We finish up our time in Panguitch, Utah, with two more easy hikes: Arches Trail in Dixie National Forest near Red Canyon State Park and the Kodachrome Nature Trail in Kodachrome Basin State Park.
Hikers can access the Arches Trail two miles east of SR 12 off US 89. Look on the north side for a gravel road and sign that says Lossee/Casto and follow it to the Lossee Canyon parking area.
The arches trail is north of the parking lot. I was determined to capture every one of the 15 arches along the three-quarter-mile loop trail when I started out.
I soon lost count and missed a few on the way, so ended up with only a handful. Well, let’s make that a handful and a half.
I spared you the boredom of viewing all the photos I took. You’re welcome.

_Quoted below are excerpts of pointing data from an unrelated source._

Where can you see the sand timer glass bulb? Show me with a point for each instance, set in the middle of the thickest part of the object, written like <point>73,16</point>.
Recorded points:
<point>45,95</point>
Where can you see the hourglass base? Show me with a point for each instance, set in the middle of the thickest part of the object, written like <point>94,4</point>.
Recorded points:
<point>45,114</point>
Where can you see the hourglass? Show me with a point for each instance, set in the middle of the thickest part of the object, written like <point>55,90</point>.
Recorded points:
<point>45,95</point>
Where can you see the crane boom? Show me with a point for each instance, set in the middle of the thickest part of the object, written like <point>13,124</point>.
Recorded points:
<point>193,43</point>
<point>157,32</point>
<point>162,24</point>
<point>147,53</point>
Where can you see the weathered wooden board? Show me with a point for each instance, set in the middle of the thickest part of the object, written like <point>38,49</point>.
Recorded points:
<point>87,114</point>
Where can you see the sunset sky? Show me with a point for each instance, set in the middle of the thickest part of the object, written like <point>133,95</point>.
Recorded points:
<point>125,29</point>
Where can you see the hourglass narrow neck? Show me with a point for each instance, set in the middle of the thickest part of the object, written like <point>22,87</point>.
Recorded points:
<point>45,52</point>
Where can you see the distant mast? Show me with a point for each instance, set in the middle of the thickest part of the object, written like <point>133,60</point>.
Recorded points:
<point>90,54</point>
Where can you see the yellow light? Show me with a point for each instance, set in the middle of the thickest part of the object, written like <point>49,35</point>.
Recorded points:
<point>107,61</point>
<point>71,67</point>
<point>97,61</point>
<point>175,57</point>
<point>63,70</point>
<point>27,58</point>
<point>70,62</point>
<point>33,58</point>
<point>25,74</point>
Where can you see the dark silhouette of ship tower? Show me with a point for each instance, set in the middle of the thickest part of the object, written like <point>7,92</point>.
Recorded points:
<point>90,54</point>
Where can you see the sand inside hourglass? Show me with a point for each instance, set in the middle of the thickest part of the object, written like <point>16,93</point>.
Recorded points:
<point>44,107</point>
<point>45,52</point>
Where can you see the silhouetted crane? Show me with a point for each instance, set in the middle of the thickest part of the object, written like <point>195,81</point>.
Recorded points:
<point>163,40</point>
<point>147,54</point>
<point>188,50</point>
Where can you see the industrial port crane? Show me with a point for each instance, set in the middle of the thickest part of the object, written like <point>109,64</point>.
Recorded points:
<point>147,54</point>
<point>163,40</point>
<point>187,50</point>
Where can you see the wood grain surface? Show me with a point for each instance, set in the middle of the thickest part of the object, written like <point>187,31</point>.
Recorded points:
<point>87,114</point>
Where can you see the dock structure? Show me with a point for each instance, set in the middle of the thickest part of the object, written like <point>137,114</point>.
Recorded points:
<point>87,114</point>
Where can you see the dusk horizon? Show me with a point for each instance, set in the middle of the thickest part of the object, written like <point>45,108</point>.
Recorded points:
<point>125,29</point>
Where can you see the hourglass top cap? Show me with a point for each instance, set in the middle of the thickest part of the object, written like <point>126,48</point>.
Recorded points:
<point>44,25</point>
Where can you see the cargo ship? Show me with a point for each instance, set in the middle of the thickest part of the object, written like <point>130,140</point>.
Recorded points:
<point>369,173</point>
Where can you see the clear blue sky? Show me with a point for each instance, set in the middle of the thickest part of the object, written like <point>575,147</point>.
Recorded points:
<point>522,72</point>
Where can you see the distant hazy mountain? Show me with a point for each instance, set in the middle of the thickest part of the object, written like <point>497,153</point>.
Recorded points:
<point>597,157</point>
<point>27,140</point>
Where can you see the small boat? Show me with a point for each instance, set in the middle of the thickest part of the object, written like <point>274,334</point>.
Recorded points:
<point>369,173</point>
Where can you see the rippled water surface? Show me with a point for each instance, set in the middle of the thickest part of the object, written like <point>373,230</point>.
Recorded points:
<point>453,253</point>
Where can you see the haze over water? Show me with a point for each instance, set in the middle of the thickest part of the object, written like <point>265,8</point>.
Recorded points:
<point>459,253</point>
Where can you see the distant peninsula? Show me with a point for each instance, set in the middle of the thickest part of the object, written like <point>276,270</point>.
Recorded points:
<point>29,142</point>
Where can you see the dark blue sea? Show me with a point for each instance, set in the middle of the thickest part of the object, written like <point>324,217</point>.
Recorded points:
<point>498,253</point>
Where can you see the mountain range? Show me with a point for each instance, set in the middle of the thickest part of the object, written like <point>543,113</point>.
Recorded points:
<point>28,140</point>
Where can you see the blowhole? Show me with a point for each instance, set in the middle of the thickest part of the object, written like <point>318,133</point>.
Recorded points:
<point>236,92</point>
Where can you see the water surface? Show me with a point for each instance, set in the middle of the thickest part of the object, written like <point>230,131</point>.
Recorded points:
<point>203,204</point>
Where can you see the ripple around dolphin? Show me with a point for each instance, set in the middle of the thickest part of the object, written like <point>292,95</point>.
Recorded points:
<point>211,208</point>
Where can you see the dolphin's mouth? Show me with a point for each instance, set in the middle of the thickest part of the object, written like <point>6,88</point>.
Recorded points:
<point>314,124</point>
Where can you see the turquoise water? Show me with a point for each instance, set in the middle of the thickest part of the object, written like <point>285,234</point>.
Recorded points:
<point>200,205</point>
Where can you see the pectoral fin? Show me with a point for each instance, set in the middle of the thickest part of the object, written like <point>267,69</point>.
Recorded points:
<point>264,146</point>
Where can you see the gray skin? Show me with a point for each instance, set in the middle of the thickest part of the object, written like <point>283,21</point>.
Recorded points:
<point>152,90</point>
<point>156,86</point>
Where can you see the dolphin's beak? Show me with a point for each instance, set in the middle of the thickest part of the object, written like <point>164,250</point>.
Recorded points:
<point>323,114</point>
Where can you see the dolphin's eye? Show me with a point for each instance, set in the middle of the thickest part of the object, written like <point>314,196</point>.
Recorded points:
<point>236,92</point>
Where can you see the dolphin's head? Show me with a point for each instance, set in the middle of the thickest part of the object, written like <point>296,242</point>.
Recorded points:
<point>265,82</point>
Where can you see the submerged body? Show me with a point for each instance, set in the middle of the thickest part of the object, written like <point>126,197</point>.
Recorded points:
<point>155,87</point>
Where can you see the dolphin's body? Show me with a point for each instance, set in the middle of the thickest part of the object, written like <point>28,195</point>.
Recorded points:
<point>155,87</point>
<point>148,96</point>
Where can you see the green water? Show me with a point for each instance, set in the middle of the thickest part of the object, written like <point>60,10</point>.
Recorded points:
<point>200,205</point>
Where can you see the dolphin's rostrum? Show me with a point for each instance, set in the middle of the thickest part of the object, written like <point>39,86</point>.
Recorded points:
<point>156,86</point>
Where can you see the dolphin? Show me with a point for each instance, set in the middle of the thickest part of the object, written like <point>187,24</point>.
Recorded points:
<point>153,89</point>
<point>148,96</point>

The nature trail at Kodachrome State Park gives hikers a chance to learn about the park in less than 1/2 mile. Informational signs explain the various points of interest that include trees, bushes, soil, monoliths, and other features seen along the trail.
This trail is a good place to slow down, take in the sights, and imagine what it must have been for explorers as they encountered the area for the first time.

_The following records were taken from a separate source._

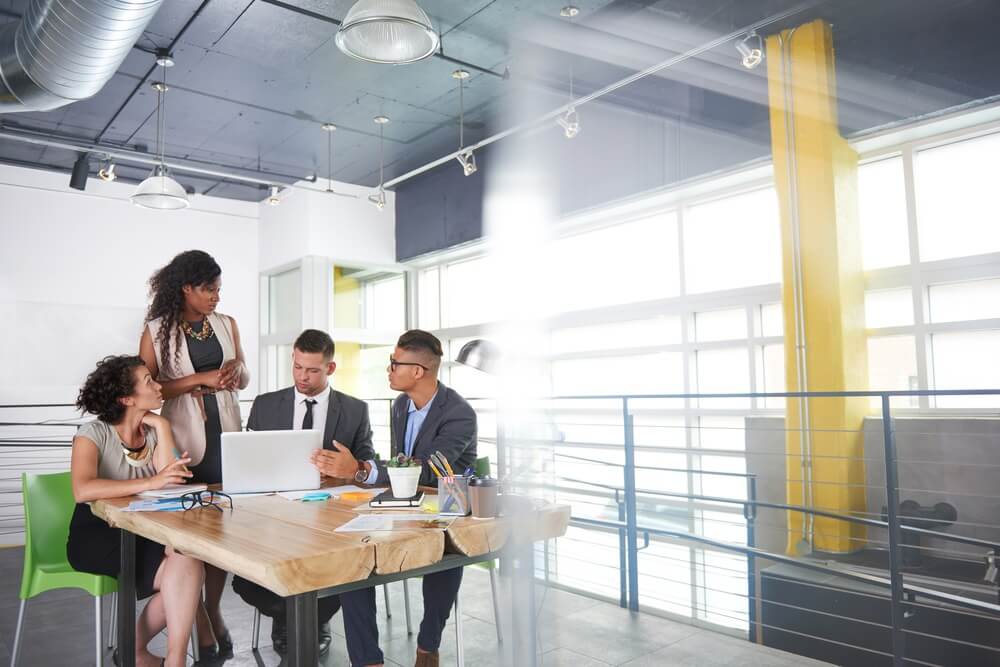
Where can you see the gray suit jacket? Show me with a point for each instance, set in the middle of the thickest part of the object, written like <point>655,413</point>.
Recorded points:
<point>346,419</point>
<point>450,427</point>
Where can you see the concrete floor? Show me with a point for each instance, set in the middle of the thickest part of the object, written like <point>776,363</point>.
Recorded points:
<point>573,631</point>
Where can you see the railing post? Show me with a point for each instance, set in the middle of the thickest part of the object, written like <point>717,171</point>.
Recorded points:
<point>750,514</point>
<point>622,547</point>
<point>895,552</point>
<point>631,518</point>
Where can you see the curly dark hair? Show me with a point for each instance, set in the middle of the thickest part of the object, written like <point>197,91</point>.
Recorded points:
<point>191,267</point>
<point>111,381</point>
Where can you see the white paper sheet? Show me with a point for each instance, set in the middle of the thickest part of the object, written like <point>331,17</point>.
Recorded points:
<point>374,523</point>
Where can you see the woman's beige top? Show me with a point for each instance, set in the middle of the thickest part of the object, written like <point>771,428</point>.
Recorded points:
<point>111,463</point>
<point>186,413</point>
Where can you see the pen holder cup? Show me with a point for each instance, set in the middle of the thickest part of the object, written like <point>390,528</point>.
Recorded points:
<point>453,496</point>
<point>484,497</point>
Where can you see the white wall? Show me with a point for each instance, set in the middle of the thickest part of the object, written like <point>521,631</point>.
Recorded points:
<point>347,229</point>
<point>74,268</point>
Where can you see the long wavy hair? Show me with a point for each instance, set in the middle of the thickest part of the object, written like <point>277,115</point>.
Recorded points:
<point>166,294</point>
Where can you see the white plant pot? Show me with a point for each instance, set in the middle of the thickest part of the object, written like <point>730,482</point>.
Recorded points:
<point>404,481</point>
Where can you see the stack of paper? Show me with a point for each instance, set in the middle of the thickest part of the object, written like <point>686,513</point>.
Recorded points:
<point>174,491</point>
<point>158,505</point>
<point>373,523</point>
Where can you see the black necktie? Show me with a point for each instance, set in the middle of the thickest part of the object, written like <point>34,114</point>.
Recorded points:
<point>307,420</point>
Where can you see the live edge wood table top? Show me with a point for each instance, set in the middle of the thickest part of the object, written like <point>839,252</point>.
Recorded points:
<point>290,548</point>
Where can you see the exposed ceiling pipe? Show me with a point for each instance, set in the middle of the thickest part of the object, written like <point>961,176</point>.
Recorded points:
<point>63,51</point>
<point>653,69</point>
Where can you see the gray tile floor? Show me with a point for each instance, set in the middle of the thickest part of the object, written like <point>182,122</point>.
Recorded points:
<point>573,631</point>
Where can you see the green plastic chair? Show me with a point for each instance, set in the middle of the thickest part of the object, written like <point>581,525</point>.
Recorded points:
<point>48,507</point>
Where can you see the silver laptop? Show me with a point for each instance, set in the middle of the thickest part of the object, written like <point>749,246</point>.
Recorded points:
<point>254,461</point>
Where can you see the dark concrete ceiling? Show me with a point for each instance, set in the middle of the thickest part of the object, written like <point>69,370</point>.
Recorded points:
<point>255,78</point>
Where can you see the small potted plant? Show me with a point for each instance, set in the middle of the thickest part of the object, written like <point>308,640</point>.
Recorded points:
<point>404,475</point>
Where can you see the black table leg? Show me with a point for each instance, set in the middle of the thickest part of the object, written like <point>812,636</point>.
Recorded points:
<point>126,601</point>
<point>302,630</point>
<point>522,562</point>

To learn more about Kodachrome Basin State Park, visit our post dated November 9, 2017, here.
As our time in Panguitch came to an end, the virus began its worse infection and death surge across the nation. As county after county and state after state slammed their doors shut on visitors, we started our trek home.
We continue our Panguitch, Utah, visit with more of Bryce Canyon National Park and hikes in Red Canyon State Park.

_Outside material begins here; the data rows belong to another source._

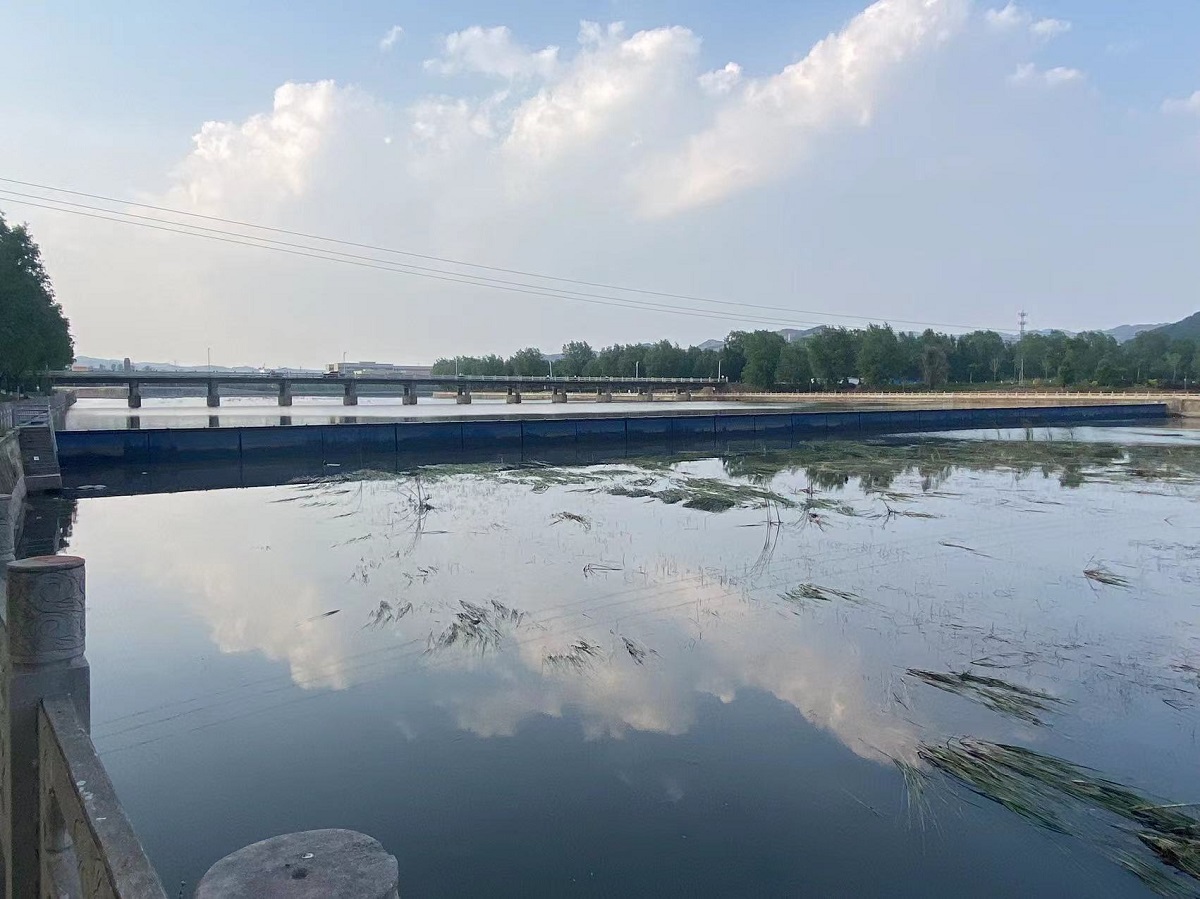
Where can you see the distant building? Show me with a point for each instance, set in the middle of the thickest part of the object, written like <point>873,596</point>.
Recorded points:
<point>378,370</point>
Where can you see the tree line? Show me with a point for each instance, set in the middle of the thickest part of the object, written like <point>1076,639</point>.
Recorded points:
<point>34,334</point>
<point>875,357</point>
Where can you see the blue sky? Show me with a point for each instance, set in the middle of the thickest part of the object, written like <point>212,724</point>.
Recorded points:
<point>943,161</point>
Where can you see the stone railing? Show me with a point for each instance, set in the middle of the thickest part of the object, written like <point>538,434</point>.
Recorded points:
<point>63,829</point>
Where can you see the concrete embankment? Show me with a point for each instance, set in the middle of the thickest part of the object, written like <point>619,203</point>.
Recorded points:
<point>1183,405</point>
<point>12,495</point>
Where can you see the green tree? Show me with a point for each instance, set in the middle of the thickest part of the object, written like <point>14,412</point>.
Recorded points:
<point>934,365</point>
<point>35,335</point>
<point>762,351</point>
<point>576,358</point>
<point>879,355</point>
<point>793,369</point>
<point>527,363</point>
<point>832,353</point>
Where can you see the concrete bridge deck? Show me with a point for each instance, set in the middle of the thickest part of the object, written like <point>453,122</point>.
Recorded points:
<point>406,387</point>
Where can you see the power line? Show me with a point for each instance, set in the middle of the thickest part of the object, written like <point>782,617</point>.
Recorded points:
<point>397,268</point>
<point>447,261</point>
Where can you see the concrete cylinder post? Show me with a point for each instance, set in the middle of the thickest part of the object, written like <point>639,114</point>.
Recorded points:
<point>316,864</point>
<point>45,633</point>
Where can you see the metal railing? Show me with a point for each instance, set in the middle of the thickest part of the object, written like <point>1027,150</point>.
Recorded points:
<point>89,847</point>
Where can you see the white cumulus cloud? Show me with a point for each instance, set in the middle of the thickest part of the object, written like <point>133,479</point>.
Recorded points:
<point>491,52</point>
<point>721,81</point>
<point>762,132</point>
<point>1059,76</point>
<point>1017,18</point>
<point>1050,28</point>
<point>391,37</point>
<point>1186,106</point>
<point>269,155</point>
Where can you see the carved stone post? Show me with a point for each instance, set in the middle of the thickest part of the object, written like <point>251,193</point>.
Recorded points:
<point>42,651</point>
<point>329,864</point>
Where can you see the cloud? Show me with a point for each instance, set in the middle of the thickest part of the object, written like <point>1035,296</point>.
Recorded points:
<point>723,81</point>
<point>763,130</point>
<point>1013,17</point>
<point>391,39</point>
<point>492,52</point>
<point>615,89</point>
<point>1186,106</point>
<point>1009,17</point>
<point>1056,77</point>
<point>269,155</point>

Kevin and Bailey found the Bryce Canyon to Red Canyon Bike Trail a perfect road for trying out their new foldable bicycles. We dropped them off at Inspiration Point in Bryce Canyon and picked them up at Thunder Mountain Trailhead in Red Canyon State Park.
While Kevin and Bailey navigated the peaks and valleys of the trail on their bikes, Jon and I enjoyed the views at Inspiration Point. What impressed me the most at the point was the overlook that jutted out into the canyon.
I had the feeling I was walking on a jetty with views of hoodoos to the right of me and more hoodoos to the left of me.
On our way out of the park, we stopped at a few of the overlooks and went in the store at Ruby’s Inn to wander around the gift shop.
On Scenic Byway SR-12, we had seen the turnout with information signs that had a splendid view of a meadow and Bryce Canyon Airport. We stopped to see what we could learn from the signs. The airport doesn’t look like much from the road, but it is a valuable asset to the community.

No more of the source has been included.